On this “Required Reading”-day, certain papers that may not be known to (young) (social) scientists could be given some extra attention. This could, for instance, be done on the 1st Sunday of the month or something like that. I think that frequency would not be (-come) annoying, and on Sunday people may perhaps have a little more time to read an entire paper and think and comment about something a bit different, and it would be sort of something that people would know about after a while.

It could be especially suitable for discussing the “classics of the classics” type of papers, and perhaps also the “should be a classics of the classics” papers.

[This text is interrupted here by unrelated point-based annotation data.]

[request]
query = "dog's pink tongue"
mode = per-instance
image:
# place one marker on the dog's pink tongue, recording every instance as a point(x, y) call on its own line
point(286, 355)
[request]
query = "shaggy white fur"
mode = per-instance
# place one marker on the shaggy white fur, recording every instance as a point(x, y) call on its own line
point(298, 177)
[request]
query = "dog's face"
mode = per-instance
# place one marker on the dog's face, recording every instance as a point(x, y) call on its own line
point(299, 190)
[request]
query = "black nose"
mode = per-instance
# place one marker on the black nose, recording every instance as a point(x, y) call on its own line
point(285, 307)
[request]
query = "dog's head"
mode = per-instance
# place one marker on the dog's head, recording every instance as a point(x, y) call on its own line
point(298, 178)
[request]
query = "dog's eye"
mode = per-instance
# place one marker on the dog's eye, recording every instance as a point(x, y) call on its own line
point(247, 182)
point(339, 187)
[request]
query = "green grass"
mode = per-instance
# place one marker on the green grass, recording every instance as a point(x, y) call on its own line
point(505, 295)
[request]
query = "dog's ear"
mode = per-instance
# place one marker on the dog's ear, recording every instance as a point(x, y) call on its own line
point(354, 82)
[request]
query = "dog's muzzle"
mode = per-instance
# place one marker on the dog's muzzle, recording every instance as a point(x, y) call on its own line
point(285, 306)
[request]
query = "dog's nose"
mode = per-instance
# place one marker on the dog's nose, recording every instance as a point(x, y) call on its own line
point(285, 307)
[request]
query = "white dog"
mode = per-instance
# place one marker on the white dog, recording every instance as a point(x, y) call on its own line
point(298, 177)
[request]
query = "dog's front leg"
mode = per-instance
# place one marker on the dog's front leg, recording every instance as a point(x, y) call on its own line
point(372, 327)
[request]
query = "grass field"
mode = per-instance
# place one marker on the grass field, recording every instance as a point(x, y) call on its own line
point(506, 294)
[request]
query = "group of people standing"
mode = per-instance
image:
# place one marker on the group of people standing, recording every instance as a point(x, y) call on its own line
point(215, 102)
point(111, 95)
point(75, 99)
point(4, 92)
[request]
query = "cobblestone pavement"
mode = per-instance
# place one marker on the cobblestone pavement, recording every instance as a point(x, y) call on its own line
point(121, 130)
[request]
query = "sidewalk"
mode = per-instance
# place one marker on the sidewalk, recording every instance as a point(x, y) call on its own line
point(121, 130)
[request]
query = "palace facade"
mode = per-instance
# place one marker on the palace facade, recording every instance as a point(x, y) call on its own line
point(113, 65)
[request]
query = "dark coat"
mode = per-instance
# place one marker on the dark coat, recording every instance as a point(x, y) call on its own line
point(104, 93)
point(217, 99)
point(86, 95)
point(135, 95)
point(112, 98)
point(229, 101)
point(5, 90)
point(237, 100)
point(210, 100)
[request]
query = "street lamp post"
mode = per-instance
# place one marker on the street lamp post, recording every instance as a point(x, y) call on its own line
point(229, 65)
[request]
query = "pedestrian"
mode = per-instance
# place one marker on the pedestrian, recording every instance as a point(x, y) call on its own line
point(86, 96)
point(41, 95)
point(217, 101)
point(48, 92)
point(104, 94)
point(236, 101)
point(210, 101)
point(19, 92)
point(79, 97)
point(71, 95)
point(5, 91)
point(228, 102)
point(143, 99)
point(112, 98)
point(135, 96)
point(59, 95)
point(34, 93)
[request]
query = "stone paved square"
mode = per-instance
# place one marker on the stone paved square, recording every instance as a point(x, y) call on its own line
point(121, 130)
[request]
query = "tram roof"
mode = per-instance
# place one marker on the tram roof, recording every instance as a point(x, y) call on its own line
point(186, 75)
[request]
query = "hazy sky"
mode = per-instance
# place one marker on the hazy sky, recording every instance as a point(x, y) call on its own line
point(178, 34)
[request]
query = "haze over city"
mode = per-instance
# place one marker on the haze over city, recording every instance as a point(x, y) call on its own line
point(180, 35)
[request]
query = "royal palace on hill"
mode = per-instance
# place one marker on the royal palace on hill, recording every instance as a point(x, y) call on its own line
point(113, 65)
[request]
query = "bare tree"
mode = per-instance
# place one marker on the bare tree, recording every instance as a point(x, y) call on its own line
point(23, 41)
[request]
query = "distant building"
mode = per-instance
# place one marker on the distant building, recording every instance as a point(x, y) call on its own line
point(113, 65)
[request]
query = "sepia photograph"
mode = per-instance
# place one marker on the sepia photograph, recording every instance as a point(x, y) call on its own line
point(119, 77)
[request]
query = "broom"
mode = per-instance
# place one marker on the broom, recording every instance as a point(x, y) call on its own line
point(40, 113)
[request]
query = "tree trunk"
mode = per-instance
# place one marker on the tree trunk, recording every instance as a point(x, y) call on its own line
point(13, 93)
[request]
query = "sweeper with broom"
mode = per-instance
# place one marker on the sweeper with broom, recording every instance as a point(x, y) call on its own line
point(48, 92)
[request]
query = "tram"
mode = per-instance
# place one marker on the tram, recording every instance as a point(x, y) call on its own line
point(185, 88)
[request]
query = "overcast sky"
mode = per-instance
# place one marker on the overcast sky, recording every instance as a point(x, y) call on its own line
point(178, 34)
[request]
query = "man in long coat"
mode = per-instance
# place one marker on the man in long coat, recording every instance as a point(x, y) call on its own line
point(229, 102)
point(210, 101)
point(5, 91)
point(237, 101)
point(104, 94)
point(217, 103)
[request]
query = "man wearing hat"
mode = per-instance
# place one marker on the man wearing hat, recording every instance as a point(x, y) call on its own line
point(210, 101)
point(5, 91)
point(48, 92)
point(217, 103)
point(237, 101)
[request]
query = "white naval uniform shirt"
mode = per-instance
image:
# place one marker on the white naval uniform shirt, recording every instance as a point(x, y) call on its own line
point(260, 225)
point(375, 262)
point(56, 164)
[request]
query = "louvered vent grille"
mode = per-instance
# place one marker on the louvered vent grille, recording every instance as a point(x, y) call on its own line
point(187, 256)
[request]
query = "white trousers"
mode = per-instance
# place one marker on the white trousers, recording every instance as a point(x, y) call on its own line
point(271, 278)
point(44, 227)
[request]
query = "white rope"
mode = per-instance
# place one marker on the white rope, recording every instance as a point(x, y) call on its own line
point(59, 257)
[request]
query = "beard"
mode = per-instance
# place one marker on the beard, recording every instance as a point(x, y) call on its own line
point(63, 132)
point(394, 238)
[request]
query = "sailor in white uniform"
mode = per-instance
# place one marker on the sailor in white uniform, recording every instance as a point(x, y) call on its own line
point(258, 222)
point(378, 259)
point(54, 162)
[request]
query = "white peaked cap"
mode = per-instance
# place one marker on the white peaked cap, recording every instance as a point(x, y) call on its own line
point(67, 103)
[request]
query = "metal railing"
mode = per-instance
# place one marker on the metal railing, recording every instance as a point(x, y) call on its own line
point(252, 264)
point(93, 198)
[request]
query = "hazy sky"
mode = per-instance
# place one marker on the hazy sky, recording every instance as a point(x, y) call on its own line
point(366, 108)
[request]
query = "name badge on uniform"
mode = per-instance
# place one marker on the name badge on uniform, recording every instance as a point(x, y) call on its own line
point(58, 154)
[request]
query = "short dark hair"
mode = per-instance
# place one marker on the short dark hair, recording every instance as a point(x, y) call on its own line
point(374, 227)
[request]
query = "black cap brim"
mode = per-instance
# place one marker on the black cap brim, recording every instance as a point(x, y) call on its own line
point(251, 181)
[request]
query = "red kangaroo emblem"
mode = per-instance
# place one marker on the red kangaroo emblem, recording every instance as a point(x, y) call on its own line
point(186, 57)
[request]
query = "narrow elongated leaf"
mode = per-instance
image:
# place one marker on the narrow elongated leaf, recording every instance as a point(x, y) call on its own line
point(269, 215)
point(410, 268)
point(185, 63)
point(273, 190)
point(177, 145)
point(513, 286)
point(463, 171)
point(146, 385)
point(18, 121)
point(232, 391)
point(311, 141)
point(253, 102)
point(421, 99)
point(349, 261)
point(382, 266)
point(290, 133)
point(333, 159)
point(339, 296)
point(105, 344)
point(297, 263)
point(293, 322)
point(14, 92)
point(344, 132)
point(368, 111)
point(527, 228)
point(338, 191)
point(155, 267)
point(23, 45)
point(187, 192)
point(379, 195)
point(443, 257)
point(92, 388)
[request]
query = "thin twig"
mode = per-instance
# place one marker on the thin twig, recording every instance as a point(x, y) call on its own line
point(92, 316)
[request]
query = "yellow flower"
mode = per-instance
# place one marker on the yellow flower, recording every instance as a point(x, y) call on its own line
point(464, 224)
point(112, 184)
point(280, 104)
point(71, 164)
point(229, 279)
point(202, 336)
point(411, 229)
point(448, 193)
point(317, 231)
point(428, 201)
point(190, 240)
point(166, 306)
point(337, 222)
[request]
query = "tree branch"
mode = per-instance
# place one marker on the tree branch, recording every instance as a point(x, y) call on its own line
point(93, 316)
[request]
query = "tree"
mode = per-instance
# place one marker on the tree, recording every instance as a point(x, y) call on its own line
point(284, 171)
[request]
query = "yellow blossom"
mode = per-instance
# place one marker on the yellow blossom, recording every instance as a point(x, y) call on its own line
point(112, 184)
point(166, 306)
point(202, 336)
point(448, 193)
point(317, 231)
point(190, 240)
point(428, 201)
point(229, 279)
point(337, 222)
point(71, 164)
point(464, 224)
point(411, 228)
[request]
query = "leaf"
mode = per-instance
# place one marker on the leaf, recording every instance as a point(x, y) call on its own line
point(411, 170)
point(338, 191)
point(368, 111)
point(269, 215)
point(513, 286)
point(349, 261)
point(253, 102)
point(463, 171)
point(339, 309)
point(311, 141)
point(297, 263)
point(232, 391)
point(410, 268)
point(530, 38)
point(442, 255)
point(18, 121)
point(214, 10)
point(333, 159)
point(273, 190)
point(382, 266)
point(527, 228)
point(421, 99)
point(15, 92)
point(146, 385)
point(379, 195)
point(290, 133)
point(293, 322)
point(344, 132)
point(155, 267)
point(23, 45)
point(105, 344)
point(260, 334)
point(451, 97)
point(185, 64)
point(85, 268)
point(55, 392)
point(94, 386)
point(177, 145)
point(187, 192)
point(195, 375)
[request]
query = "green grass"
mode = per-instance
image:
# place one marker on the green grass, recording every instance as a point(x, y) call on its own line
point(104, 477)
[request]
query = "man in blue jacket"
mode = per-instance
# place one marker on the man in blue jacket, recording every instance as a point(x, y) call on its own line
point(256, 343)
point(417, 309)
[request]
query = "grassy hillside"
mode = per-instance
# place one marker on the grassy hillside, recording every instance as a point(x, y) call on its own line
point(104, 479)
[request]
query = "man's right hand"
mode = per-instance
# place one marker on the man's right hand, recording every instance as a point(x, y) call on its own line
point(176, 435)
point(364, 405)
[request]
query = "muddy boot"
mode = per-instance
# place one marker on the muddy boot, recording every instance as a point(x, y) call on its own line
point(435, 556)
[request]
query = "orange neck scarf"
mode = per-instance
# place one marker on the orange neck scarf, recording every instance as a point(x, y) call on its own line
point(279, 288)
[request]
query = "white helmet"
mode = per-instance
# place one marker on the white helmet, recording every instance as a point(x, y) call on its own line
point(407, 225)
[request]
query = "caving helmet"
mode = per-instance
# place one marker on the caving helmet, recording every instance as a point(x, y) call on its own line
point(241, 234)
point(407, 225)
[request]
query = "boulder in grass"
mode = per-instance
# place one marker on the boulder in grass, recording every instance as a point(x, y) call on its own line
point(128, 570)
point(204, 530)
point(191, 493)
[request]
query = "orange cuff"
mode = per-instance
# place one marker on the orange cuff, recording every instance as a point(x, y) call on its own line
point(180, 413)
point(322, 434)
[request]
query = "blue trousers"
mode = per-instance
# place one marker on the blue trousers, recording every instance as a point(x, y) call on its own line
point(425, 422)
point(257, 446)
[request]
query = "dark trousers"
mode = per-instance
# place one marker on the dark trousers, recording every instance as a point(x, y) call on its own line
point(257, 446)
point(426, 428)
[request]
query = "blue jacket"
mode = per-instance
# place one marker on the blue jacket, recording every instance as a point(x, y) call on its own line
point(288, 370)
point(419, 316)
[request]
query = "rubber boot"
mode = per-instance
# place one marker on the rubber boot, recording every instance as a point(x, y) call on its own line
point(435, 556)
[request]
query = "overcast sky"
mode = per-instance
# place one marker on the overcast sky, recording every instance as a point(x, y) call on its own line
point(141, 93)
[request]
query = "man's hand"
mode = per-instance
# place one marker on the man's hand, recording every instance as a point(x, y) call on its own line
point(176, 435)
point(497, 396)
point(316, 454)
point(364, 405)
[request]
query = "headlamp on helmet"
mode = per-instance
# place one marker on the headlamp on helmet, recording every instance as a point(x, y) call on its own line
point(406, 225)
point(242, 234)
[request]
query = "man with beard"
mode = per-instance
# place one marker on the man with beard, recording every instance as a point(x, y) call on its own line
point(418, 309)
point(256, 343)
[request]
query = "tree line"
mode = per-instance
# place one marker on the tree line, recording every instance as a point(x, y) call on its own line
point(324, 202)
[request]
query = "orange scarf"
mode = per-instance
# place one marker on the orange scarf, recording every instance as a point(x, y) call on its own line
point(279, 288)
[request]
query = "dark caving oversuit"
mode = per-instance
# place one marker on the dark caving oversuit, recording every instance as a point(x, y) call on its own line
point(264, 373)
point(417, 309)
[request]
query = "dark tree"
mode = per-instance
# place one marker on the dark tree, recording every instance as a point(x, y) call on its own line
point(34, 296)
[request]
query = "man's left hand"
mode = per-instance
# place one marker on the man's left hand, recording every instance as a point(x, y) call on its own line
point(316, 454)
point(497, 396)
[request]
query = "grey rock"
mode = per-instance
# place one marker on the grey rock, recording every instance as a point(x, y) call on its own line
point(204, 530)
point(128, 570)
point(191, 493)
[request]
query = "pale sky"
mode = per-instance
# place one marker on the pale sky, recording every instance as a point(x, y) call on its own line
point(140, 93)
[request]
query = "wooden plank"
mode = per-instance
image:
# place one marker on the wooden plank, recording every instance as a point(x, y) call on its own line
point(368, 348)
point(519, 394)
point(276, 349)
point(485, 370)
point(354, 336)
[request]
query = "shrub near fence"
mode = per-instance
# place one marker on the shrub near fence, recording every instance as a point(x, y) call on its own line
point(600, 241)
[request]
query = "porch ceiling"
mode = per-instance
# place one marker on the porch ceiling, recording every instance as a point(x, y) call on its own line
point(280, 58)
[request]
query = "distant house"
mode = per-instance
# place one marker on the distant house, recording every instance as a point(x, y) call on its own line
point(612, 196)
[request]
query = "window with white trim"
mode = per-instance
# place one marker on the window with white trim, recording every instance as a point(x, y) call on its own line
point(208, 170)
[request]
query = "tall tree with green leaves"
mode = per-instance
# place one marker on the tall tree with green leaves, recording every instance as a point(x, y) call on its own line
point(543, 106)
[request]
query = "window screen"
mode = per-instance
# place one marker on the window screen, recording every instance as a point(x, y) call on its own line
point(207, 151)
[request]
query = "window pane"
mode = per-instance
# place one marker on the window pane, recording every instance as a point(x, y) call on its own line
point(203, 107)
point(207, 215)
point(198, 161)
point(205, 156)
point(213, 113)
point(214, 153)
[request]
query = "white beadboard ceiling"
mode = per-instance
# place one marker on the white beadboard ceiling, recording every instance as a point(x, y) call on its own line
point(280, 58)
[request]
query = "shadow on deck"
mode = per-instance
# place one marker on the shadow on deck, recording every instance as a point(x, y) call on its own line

The blogpost could briefly mention the content of the paper, or use a specific quote to make people curious, or simply copy-paste the abstract, or simply be attached to a fun or interesting story, etc. (basically how things go on this blog already).

And, suggestions for a “Required Reading” paper could be made in a specific blogpost that could be written for this specific purpose. If this would subsequently be mentioned with every “Required Reading” blogpost, people can go there and suggest something. This will also possibly help concerning people not talking about “Required Reading” paper X in a specific blogpost about “Required Reading” paper Y.

Perhaps you could end up with a nice series, like:

1) “Required Reading” January 2020: P. E. Meehl (1967) “Theory-testing in Psychology and Physics: A methodological paradox”

2) “Required Reading” February 2020: G. Gigerenzer (2004) “Mindless Statistics”

Etc.

• Anoneuoid says:

Well, this isn’t my blog but basically you are suggesting a journal club.

Btw, if you like Paul Meehl. You can watch some of his lectures here: http://meehl.umn.edu/talks/philosophical-psychology-1989

• jd says:

This Meehl paper was amazing. I hadn’t heard of it. I searched this blog and found other posts about it.
Sure is interesting that everyone is still in a dither about this stuff, and it was all discussed in 1967…
It does seem a bit like that comment in Nature could have started with one big headline that read, “Hey! Read that Meehl paper from 52 years ago!”
Also, looks like I should have been pointed toward this stuff in school.